Future minimum rental payments under noncancelable operating leases and capital leases,
net of sublease rentals, with terms of one year or
more, at December 31, 2008 were not material.
At December 31, 2008, there were no material
unrecorded unconditional purchase commitments
or long-term obligations in excess of one year.
At December 31, 2008 and 2007, respectively,
the Bank had commitments of approximately $7
million and $51 million, for the construction of an
employee parking deck at the Richmond Office
and security enhancements throughout the District. Expected payments related to these commitments are $7 million for the year ending
December 31, 2009.
Under the Insurance Agreement of the Federal
Reserve Banks, each of the Reserve Banks has
agreed to bear, on a per incident basis, a pro rata
share of losses in excess of one percent of the
capital paid-in of the claiming Reserve Bank, up
to 50 percent of the total capital paid-in of all Reserve Banks.

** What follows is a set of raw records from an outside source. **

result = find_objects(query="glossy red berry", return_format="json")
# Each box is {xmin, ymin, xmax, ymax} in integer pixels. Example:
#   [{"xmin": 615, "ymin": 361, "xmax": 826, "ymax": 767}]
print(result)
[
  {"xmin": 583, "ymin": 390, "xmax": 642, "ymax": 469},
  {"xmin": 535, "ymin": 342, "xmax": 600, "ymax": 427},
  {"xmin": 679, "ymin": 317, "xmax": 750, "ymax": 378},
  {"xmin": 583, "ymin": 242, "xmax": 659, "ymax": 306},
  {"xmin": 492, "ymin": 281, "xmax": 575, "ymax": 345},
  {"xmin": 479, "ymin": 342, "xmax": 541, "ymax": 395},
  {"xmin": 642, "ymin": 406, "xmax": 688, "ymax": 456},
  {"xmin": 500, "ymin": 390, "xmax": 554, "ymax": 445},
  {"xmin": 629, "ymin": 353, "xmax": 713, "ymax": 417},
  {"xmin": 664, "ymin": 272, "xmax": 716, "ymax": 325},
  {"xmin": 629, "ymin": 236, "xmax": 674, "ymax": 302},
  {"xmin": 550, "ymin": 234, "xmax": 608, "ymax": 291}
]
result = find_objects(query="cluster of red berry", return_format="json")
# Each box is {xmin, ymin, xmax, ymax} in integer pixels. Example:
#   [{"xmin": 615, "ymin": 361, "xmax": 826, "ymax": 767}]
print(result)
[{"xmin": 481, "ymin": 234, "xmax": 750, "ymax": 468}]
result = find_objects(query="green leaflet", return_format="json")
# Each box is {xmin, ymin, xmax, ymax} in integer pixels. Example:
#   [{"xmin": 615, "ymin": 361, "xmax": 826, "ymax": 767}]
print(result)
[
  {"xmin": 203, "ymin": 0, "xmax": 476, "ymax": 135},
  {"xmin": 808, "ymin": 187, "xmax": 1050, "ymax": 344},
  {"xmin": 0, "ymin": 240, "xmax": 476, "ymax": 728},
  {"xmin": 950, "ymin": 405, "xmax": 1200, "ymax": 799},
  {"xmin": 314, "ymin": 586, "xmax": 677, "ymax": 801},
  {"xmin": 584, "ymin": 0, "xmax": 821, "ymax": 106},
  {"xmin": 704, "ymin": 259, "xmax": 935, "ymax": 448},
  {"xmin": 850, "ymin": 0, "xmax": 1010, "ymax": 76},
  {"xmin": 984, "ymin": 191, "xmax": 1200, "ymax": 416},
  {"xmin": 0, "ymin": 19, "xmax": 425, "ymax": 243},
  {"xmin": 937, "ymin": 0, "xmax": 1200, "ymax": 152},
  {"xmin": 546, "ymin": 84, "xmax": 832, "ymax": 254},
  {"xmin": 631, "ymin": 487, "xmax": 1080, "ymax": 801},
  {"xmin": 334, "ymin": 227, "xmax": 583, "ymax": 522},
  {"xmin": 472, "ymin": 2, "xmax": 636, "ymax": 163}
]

Losses are borne in the ratio of a Reserve Bank’s capital paid-in to the total capital
paid-in of all Reserve Banks at the beginning of
the calendar year in which the loss is shared. No
claims were outstanding under the agreement at
December 31, 2008 or 2007.
The Bank is involved in certain legal actions and
claims arising in the ordinary course of business.
Although it is difficult to predict the ultimate outcome of these actions, in management’s opinion,
based on discussions with counsel, the aforementioned litigation and claims will be resolved without material adverse effect on the financial
position or results of operations of the Bank.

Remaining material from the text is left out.